漫画家の楳図かずおさんが、先月28日、胃がんのため88歳で亡くなりました。22年には代表作『わたしは真悟』の続編となる101枚の連作絵画『ZOKU-SHINGO 小さなロボット シンゴ美術館』を発表して話題を集めていました。その作品を中心とした展覧会の開催を機に「文學界」で掲載されたインタビューを全文公開します。聞き手は同誌で楳図かずお論を発表した三輪健太朗氏です。(全2回の前編/続きを読む)
【略歴】
うめず・かずお●1936年、和歌山県生まれ。55年に『森の兄妹』(共作)『別世界』を発表し、漫画家としてデビュー。以後、『おろち』『漂流教室』『洗礼』『わたしは真悟』『14歳』など時代を画す衝撃的な作品を発表してきた。95年に『14歳』の連載を終えた後、漫画執筆の筆を擱いていた。
聞き手●三輪健太朗
構成●吉田大助
撮影●山元茂樹
酒井七馬(さかいしちま)から学んだこと
――楳図さんの作品は、「正統」な日本漫画史の中では異色の存在とみなされてきたと思います。しかし、楳図かずおこそが漫画の可能性の中心を射抜いてきたのではないか。そんな仮説のもと、今回の小論(「楳図かずお論――変容と一回性」「文學界」2022年4月号)を書かせていただきました。その過程で改めて楳図さんのバイオグラフィも詳しく追いかけていったのですが、ファンの間では有名な「小学五年生の時、手塚治虫の『新宝島』を読んで漫画家になることを決意した」、「しかしすぐに手塚離れを意識し始めた」という一連のエピソードに、今一度掘り下げるべきものがあるように感じました。『新宝島』は戦後漫画の出発点と言われてきましたし、手塚治虫とはまさに日本マンガ史の「正統」ですよね。そこからどのような影響を受けたのか、あるいは受けなかったのか、おうかがいできますでしょうか。

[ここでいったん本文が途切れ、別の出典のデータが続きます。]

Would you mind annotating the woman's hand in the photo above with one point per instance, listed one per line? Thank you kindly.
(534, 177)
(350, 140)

楳図 影響はね、受けないように気を付けていたんです。もともと僕は小さい頃から本が好きで、町の中に貸本屋さんが三軒あったけど、全部借りまくって読んじゃったというような子供だったんです。漫画もいっぱい読んでいました。それで、小学五年生の時に近所のお祭りへ行ったら、露店でベーゴマとかビー玉とかいろいろ並んでいる中に、本が売っていた。それが、手塚治虫さんの『新宝島』でした。それまで僕は漫画が好きでただ読んでいただけなんですが、『新宝島』を読んだ瞬間に目覚めちゃったんですよね。「あっ、僕も漫画家になろう!」と思ってしまった。
あまりにも面白いから、『新宝島』だけじゃなくて、『火星博士』だの、『ロストワールド』だの、『来るべき世界』だのと、当時出ていた手塚さんの作品をなんとかして手に入れて、読みまくりました。ところが、友達に「漫画を貸して」と言われて、いやだぁと思ったけど貸してあげたら、後で「返して」と言っても「借りた覚えがない」と言う。子供心に、世の中のいやな面を見せつけられてしまいました(苦笑)。
でも、僕はもうその時、「中学になったらデビューしたい」と思っていたんですよ。そうすると、手塚治虫は面白いけれども、その影響を受けてしまった僕というのは、手塚治虫のコピーになってしまう。それはイヤだなと、子供心に思っちゃったんです。友達が本も返してくれないし、だったら意識して離れよう離れようとしました。だから、手塚治虫は小学校の頃に読んだ漫画しか記憶になくて、『鉄腕アトム』は読んだけれども、たまに似ていると言われることがある『火の鳥』なんかは全然読んだことがないんです。